'Trouble doesn't follow me; follow troubles me.' - Mary - Psych. Patient; mad woman; visionary.
I am young; insufferably so. I am sitting cross-legged in the sunny hospital grounds. My chin rests upon my chest. I rock a beat that keeps the dog at bay; growling and circling, hungry for scant meat hanging from bones grown old before their time.
I am drugged and starved and very, very lost.
There is a picnic table beside me. My crazy hospital friends sit at the table engaged in a noisy conversation that I am not listening to. Then someone says, "Don't you think, Oscar?" And I am drawn into the moment with a start.
It is dark. There are no crazy friends. There is not even a picnic table.
I am bemused by this. I go inside where I am informed in accusing tones that I was missing and that I have been looked for, although not that hard, obviously.
One of the two nurses who hasn't yet had their soul ripped out through their asshole happens to be working. I tell him about the imaginary picnic. He says, "Oookaaay," in that slow way that denotes an excess of depth. "I'll let them know," he says. "Oh, okay". An inevitable moment of awkwardness ensues before I turn and go to try to fill the endless hours until morning.

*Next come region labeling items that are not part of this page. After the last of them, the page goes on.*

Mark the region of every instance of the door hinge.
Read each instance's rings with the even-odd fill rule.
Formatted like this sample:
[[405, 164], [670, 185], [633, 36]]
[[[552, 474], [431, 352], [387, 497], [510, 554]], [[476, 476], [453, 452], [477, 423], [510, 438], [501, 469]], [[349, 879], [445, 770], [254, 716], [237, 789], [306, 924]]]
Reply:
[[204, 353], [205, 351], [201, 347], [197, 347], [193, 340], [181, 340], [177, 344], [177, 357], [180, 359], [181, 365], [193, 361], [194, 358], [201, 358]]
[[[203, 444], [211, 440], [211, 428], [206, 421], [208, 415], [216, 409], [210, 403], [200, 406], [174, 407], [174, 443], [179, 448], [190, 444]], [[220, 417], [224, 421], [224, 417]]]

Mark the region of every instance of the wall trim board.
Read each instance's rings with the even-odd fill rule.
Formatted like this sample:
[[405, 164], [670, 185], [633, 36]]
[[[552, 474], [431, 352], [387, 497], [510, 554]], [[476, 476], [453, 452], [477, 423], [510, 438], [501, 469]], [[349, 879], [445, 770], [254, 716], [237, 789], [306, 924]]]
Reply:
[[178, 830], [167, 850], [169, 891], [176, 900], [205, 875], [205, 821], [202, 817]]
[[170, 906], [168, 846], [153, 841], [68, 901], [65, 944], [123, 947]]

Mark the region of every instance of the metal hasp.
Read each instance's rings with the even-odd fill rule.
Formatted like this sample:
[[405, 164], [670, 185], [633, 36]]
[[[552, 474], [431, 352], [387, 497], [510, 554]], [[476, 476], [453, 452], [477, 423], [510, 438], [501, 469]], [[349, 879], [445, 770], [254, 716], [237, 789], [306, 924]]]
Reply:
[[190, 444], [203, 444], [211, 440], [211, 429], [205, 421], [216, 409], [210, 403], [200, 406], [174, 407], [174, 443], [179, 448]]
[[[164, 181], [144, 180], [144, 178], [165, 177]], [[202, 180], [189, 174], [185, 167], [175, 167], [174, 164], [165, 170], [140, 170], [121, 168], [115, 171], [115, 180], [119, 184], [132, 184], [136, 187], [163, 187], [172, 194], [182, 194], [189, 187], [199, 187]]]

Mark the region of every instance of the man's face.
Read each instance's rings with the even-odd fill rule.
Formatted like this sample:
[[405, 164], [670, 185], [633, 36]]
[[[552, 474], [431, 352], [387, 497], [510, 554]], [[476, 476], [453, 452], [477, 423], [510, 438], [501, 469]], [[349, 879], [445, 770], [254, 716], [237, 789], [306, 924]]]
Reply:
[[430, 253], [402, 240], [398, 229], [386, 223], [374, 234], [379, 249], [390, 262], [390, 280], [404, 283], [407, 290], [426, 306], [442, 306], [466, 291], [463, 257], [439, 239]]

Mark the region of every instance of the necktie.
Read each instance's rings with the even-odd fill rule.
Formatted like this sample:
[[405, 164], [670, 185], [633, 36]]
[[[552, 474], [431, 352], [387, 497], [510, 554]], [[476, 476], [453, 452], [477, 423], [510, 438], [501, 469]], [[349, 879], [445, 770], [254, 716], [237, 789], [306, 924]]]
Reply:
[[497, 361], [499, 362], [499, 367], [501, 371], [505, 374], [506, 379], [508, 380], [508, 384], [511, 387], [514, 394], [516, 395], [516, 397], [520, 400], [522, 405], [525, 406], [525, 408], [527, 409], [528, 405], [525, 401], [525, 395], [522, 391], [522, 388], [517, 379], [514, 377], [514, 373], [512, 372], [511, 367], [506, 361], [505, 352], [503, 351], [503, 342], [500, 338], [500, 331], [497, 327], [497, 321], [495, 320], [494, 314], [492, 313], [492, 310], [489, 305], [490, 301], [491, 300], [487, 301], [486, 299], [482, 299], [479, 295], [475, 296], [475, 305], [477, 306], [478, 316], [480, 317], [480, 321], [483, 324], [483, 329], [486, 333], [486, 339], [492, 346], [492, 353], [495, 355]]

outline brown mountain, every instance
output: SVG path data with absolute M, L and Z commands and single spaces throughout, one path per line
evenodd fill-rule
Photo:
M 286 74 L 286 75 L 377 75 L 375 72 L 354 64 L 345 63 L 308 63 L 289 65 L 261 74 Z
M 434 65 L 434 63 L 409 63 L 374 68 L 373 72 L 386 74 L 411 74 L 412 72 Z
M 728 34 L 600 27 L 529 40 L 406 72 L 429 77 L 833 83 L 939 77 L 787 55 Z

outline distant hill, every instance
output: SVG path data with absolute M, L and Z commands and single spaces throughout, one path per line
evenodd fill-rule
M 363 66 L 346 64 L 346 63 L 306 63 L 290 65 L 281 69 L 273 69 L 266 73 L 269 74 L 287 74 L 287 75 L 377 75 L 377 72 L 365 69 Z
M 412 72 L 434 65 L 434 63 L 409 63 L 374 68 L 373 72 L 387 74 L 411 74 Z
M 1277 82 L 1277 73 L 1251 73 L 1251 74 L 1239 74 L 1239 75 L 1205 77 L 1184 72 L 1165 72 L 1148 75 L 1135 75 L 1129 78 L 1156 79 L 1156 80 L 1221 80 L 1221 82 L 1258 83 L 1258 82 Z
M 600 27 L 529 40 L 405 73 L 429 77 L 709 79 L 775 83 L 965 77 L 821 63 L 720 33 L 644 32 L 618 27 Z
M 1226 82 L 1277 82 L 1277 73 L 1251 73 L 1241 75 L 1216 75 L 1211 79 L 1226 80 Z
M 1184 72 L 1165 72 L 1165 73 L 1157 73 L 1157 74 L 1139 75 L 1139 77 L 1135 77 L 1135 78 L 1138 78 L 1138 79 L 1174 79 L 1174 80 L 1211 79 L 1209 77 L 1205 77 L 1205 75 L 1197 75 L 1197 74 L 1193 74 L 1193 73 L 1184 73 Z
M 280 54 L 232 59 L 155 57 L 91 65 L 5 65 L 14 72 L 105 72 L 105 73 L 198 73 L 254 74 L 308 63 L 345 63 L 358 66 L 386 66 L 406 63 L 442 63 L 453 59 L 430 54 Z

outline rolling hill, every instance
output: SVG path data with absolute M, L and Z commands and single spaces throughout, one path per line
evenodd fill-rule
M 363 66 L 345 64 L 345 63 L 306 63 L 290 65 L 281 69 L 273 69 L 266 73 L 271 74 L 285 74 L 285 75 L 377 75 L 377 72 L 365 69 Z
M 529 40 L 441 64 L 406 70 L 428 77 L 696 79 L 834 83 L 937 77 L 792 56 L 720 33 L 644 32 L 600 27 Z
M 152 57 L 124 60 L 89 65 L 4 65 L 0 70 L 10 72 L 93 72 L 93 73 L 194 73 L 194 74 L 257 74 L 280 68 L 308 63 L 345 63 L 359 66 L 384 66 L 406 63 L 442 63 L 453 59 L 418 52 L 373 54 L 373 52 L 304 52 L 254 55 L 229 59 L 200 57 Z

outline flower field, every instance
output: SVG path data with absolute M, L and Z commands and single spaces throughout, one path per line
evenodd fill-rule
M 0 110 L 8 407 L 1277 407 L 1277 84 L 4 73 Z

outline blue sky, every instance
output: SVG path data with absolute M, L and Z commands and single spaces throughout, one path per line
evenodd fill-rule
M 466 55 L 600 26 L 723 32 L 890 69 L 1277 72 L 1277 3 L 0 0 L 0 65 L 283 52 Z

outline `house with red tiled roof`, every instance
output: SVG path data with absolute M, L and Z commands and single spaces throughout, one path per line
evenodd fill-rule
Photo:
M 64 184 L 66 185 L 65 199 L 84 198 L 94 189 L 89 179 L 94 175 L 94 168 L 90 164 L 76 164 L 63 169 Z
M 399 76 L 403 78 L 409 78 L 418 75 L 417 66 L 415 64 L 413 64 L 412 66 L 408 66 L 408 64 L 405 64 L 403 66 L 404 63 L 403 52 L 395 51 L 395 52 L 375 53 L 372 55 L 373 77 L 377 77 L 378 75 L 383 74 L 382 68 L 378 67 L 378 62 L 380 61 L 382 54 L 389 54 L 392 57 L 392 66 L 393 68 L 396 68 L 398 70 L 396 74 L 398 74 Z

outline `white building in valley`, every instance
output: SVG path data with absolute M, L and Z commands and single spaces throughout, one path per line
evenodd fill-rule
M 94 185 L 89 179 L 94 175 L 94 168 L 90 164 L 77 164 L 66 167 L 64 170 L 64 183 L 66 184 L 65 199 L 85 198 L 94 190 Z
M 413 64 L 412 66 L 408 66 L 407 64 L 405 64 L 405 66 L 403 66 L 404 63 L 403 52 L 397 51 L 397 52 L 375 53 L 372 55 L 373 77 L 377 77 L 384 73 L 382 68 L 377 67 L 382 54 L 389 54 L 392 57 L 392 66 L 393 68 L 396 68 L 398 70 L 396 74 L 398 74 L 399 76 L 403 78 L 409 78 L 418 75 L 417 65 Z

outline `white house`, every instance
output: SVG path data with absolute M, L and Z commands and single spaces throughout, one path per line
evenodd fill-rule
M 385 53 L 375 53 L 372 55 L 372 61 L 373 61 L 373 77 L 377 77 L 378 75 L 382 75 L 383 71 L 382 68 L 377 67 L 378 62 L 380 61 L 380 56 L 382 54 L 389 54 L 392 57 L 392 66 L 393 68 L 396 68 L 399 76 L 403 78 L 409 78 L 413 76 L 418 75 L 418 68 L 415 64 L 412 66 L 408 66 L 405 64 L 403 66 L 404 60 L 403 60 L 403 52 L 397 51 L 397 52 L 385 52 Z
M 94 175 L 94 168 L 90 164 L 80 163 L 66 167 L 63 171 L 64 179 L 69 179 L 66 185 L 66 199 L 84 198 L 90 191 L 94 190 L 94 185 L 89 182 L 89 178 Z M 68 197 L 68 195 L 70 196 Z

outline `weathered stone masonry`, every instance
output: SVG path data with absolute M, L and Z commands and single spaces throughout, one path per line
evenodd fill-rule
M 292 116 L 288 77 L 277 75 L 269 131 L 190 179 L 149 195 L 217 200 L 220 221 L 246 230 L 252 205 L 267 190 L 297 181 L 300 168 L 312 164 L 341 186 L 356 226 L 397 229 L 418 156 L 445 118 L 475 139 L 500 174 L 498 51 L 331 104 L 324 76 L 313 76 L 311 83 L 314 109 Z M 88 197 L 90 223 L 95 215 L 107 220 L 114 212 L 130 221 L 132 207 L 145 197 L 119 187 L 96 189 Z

On the strength of this lame-ass vision and the fact that they are fast running out of options in the treatment of my depression (and that I am slowly starving to death), I am diagnosed as being in the early stages of psychosis.
I am transferred to a purpose-built facility where I become part of an epic experiment and am ultimately and miraculously cured by time and appetising food.
Whilst there, I tongue kiss a witch, share a room with a vampire and at approximately fifteen minute intervals, tell an otherwise likable young man, whose mind dwells in some romantic wilderness, that, "No, thank you, I do not wish to 'fuck'." The boy who skips begging and resorts immediately to more persuasive methods goes unpunished and ever uncomprehending, because a judge and jury come to the conclusion that his particular brand of delusion renders him incapable of deciphering the lesser and greater implications of the word, "No".
In the more recent past of an hour ago, I am sitting outside in the suburban night, thinking that in a different time or place, the witch might have been either consulted respectfully or burned, the vampire probably would have been staked. The otherwise likable young man might have been a great historical lover, merely for having had the audacity to ask and the boy might just have got what was coming to him. I might, perhaps, have been a revered picnic oracle, had I learned to listen to the mad conversations of imaginary psych. patients, which I do not doubt held secrets that I can only blindly guess at now. They may or may not have pertained to the most auspicious location to avoid the intrusion of ants and whether cucumber or egg would best please the gods.
"One tribe's shaman is another's schizophrenic," I conclude, "One revered; one shunned." As I ponder this, staring out at faded stars in an ancient sky, I see, fleeting to its destruction, a shooting star.
"Well, that's got to mean something," I think to myself. But don't tell anyone. That there's magical thinking and I don't have time for epic experiments now. I have dishes to wash.